Obama accuses Trump of exploiting fears of working class
U.S. President Barack Obama accused Republican front-runner Donald Trump of exploiting the fears and anxiety among the working class, in a National Public Radio interview Monday.

Citing economic stresses caused by the financial crisis of 2008, the increased reliance on new technology, globalization, and stagnant income as well as the changing demography of the nation, Obama said: "Mr. Trump is taking advantage of that. That's what he's exploiting during the course of his campaign.”

During a campaign speech at Iowa on Saturday, Trump, who is running for the Republican presidential nomination, told the crowd that tough times were ahead for the U.S. economy.

The Republican front-runner said "the [economic] bubble” was to burst soon but added he preferred it to happen on Obama's watch.

Trump has been critical of the Obama administration's Trans-Pacific Partnership agreement with Pacific Rim nations, which the real estate mogul describes as a "deal that was designed for China to come in, as they always do, through the backdoor and totally take advantage of everyone".

He has promised his supporters to bring back American jobs lost to China and other countries where the American companies benefit from low costs of labor force.

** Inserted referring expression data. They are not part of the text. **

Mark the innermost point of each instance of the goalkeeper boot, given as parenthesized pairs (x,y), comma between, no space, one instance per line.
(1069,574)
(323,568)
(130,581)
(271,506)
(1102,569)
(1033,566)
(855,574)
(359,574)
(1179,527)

He has lambasted the Obama administration's immigration policy which aims to open a way to citizenship for more than 11 million undocumented immigrants in the country. Trump proposes the massive deportation all 11 million from the U.S.

Trump has also called for a complete ban on Muslims entering the U.S. in the wake of the San Bernadino attack in which 14 people were killed by two suspected Daesh sympathizers.

Obama, during the radio interview, also defended his anti-Daesh strategy and noted the U.S.-led coalition’s success against the terror group.

Obama noted that many of his critics suggested "bombing more, or being less discriminant”.

"I make no apologies for us wanting to do this appropriately and in a way that is consistent with American values,” he added.

He acknowledged the worries of American people but urged that people should keep things in perspective.

He said that Daesh cannot destroy the U.S. nor poses a risk to the country as a "huge industrial power".

"So if people haven't seen the fact that in fact 9,000 strikes have been carried out against ISIL [Daesh], if they don't know that towns like Sinjar that were controlled by ISIL have been taken back, or that a town like Tikrit, that was controlled by ISIL, now has been repopulated by previous residents, then they might feel as if there is not enough of a response," he added.

The president also suggested that Daesh should at the same time be taken seriously because of domestic shootings which might be inspired by the militant group.